Montyon n’avait pas attendu ces cris de détresse pour implorer la charité ministérielle ; il s’était d’abord adressé à son neveu, M. Maynon Dinvau[24], qui remplaça M. Laverdy au contrôle général. Malheureusement, M. Maynon Dinvau avait beaucoup médité sur les questions de l’économie politique et se préoccupait, avant tout, de mériter une place brillante parmi les adeptes de Turgot ; c’était proprement ce que nous appellerions aujourd’hui un économiste distingué. A ces provinciaux qui avaient faim, il résolut de rappeler quelques principes substantiels, et il répondit : « Ce n’est que de la liberté et de la concurrence du commerce que les villes qui peuvent craindre la disette doivent attendre des secours. Elles doivent appeler et encourager le commerce, en lui allouant des gratifications qui puissent déterminer les négocians à apporter les grains. » Montyon ne se tint pas pour battu ; il répliqua le 20 novembre 1769 et rédigea lui-même la minute de la lettre : « Monsieur, dit-il, permettez-moi de vous observer, qu’en Auvergne, il y a peu de négocians qui méritent ce nom, qu’il y a encore moins de villes qui puissent donner des gratifications, et que, malgré la liberté établie dans le commerce des grains, de malheureux paysans meurent de faim, si l’on ne daigne venir à leur secours. Je sens qu’il pourrait y avoir inconvénient à faire, pour le compte du gouvernement, des dons de grain, dont la répartition dérangerait les spéculations du commerce ; mais il serait à désirer que l’on voulût bien faire distribuer aux sujets indigens quelques grains qui ne sont point un objet ordinaire de commerce, du riz par exemple. » En même temps, il adressait au sieur Doumère, négociant, rue Neuve-Saint-Eus tache, à Paris, un questionnaire sur le riz, son prix, ses qualités nutritives, son mode de rationnement ; le sieur Doumère répondit qu’« on donnait, dans l’Inde, huit onces de riz à la viande pour nourrir un homme, et une livre, lorsque le riz n’est qu’à l’eau. » Mais M. Maynon Dinvau ne répondit » pas, et ce fut seulement de son successeur, l’abbé Terray ; que Montyon obtint, le 4 janvier 1770, l’allocation d’une certaine quantité de riz.

Aussitôt commence une nouvelle série de difficultés : on devait amener le riz en Auvergne, en le faisant naviguer sur l’Allier, et les paysans étaient tenus de le venir prendre au débarquement, avec leurs voitures. Mais la plupart d’entre eux ne possédaient pas de voiture ; d’autres n’avaient plus d’attelage ; ceux-ci étaient empêchés de faire cent pas par le mauvais état des chemins ; ceux-là s’entêtaient à refuser un aliment dont ils n’avaient jamais goûté, et auquel ils préféraient délibérément « du pain de son ou des écorces d’arbres. »

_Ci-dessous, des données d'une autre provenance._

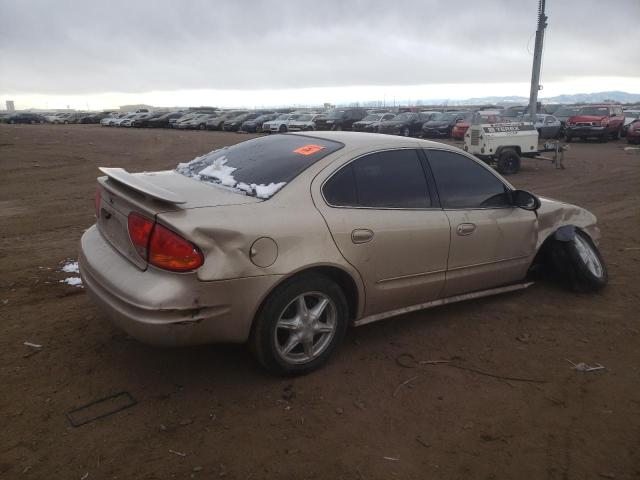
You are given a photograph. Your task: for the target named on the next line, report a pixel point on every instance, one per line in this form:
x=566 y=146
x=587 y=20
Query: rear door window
x=389 y=179
x=464 y=184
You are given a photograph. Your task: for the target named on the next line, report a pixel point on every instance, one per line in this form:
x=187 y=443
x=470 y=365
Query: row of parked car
x=587 y=121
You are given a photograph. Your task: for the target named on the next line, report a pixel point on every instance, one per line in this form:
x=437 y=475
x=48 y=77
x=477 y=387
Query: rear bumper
x=584 y=131
x=164 y=308
x=435 y=132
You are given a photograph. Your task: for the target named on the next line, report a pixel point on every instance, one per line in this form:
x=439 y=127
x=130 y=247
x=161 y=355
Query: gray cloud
x=65 y=47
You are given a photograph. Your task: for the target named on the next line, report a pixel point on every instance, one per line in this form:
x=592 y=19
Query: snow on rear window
x=258 y=167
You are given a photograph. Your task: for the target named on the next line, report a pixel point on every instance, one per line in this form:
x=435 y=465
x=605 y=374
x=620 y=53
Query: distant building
x=135 y=108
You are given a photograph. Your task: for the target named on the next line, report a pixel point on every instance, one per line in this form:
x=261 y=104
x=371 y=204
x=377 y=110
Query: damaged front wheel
x=581 y=262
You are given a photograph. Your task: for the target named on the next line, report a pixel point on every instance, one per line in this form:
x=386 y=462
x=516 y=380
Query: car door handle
x=466 y=228
x=361 y=235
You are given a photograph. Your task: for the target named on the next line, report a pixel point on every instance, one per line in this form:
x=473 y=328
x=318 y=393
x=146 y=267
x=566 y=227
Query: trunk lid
x=150 y=194
x=586 y=118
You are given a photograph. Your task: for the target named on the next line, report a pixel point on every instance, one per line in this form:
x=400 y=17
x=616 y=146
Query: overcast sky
x=62 y=52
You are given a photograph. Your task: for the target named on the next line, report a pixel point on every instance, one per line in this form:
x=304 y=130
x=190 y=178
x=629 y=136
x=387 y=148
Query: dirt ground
x=211 y=412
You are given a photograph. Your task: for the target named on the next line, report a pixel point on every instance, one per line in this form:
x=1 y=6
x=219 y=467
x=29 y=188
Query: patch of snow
x=73 y=281
x=267 y=191
x=71 y=267
x=221 y=172
x=215 y=171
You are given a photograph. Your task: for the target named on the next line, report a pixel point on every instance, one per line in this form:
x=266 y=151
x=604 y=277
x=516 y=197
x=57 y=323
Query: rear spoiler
x=137 y=183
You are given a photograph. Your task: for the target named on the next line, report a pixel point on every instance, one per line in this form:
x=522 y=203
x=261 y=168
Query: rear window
x=596 y=111
x=259 y=167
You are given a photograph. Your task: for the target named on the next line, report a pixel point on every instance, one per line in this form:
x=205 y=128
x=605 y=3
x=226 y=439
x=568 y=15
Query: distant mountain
x=616 y=96
x=597 y=97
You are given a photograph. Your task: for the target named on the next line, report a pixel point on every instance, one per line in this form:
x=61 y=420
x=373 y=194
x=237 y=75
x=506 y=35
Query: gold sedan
x=284 y=241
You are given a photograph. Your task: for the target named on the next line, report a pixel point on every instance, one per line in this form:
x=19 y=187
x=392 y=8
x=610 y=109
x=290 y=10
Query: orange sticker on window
x=308 y=149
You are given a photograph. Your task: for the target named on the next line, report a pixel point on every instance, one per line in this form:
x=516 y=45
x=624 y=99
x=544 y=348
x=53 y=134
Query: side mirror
x=525 y=200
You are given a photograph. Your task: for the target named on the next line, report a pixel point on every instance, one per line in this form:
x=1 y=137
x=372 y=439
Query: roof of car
x=362 y=139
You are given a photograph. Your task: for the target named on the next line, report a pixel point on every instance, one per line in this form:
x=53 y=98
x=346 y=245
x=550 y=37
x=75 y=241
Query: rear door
x=385 y=220
x=492 y=242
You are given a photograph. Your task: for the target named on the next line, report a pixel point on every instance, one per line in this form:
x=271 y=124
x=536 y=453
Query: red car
x=459 y=129
x=599 y=121
x=633 y=133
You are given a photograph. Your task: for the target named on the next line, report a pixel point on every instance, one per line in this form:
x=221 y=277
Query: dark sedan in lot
x=25 y=118
x=255 y=124
x=234 y=124
x=340 y=119
x=405 y=124
x=442 y=125
x=371 y=122
x=217 y=122
x=163 y=120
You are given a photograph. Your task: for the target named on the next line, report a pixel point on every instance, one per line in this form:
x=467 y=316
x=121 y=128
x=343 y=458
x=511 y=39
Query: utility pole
x=537 y=60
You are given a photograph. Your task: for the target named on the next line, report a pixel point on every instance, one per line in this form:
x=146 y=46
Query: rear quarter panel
x=553 y=214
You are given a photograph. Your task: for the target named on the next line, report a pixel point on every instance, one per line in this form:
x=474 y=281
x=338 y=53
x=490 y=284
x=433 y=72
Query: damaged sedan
x=284 y=241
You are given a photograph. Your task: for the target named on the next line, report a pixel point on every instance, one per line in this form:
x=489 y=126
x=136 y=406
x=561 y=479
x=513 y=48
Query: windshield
x=335 y=114
x=566 y=112
x=597 y=111
x=258 y=167
x=513 y=113
x=372 y=118
x=403 y=117
x=449 y=116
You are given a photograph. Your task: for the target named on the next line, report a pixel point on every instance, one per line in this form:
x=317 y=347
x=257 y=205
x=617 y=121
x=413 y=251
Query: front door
x=380 y=212
x=492 y=242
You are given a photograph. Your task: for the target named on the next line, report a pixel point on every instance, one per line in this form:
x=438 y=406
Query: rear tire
x=508 y=162
x=616 y=135
x=581 y=263
x=282 y=322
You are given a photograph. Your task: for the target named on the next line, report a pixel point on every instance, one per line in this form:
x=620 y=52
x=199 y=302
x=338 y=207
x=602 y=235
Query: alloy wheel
x=305 y=327
x=588 y=255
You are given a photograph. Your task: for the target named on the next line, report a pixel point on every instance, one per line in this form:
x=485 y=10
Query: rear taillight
x=98 y=199
x=162 y=247
x=140 y=229
x=170 y=251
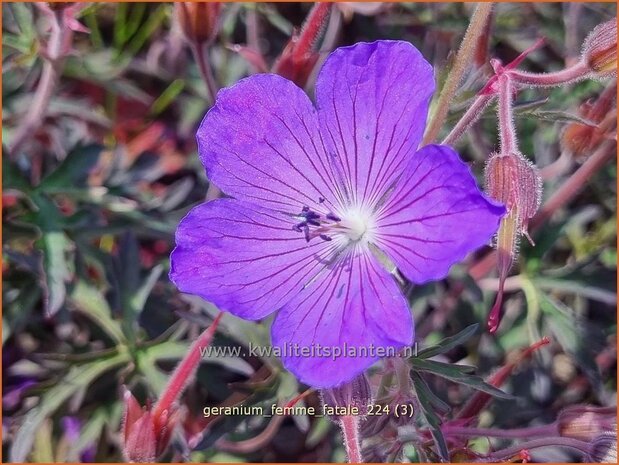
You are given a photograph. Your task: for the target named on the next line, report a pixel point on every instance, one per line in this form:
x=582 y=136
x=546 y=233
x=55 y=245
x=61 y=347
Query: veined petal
x=435 y=216
x=372 y=103
x=245 y=259
x=260 y=143
x=357 y=305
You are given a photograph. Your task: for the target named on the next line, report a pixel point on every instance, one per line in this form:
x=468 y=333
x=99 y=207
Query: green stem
x=463 y=59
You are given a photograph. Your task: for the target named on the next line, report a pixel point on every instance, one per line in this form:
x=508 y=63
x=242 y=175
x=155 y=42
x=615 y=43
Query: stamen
x=332 y=217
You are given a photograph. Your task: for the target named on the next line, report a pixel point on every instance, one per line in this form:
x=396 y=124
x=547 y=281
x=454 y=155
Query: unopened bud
x=356 y=393
x=599 y=50
x=145 y=436
x=604 y=448
x=198 y=20
x=585 y=422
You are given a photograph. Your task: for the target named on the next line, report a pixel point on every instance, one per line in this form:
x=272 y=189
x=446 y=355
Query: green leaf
x=12 y=178
x=458 y=374
x=426 y=401
x=73 y=170
x=449 y=342
x=572 y=336
x=90 y=301
x=79 y=377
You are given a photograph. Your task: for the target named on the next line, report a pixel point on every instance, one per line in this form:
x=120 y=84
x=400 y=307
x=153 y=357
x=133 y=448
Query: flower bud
x=604 y=448
x=356 y=393
x=198 y=20
x=599 y=50
x=145 y=435
x=586 y=422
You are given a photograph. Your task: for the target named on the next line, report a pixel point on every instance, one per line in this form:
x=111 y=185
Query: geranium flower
x=324 y=199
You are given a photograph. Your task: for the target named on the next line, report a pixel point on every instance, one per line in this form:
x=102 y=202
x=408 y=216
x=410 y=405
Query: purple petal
x=260 y=143
x=435 y=216
x=372 y=103
x=355 y=304
x=243 y=258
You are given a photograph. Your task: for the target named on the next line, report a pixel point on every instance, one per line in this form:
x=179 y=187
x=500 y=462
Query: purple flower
x=324 y=199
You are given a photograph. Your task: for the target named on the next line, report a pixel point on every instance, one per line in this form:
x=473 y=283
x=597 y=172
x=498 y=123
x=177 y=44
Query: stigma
x=353 y=226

C’est alors que Montyon conçut l’idée d’employer ces pauvres gens, d’intelligence confuse et de volonté désemparée, à quelque travail facile qui leur rapportât de quoi vivre à leur accoutumée, et qui les tirât de leur sombre inaction, tout en profitant au bien public. Voici comment il résumait lui-même le plan qu’il avait formé.

« J’ai cru devoir, dit-il, partir de ce principe que le Roi n’était ni assez riche, ni assez puissant, pour secourir la multitude immense des indigens ; j’ai donc distingué les pauvres en valides et en invalides. Aux invalides, j’ai assuré la subsistance par le moyen de distributions de grains et principalement de riz ; aux valides, j’ai procuré des travaux publics, et m’en suis bien trouvé. L’aumône devenant le prix du travail, et le salaire étant médiocre, on est en effet assuré qu’il ne sera rien donné que vu le besoin réel… La soumission au travail pour une rétribution est le certificat le plus constant de la réalité du besoin. »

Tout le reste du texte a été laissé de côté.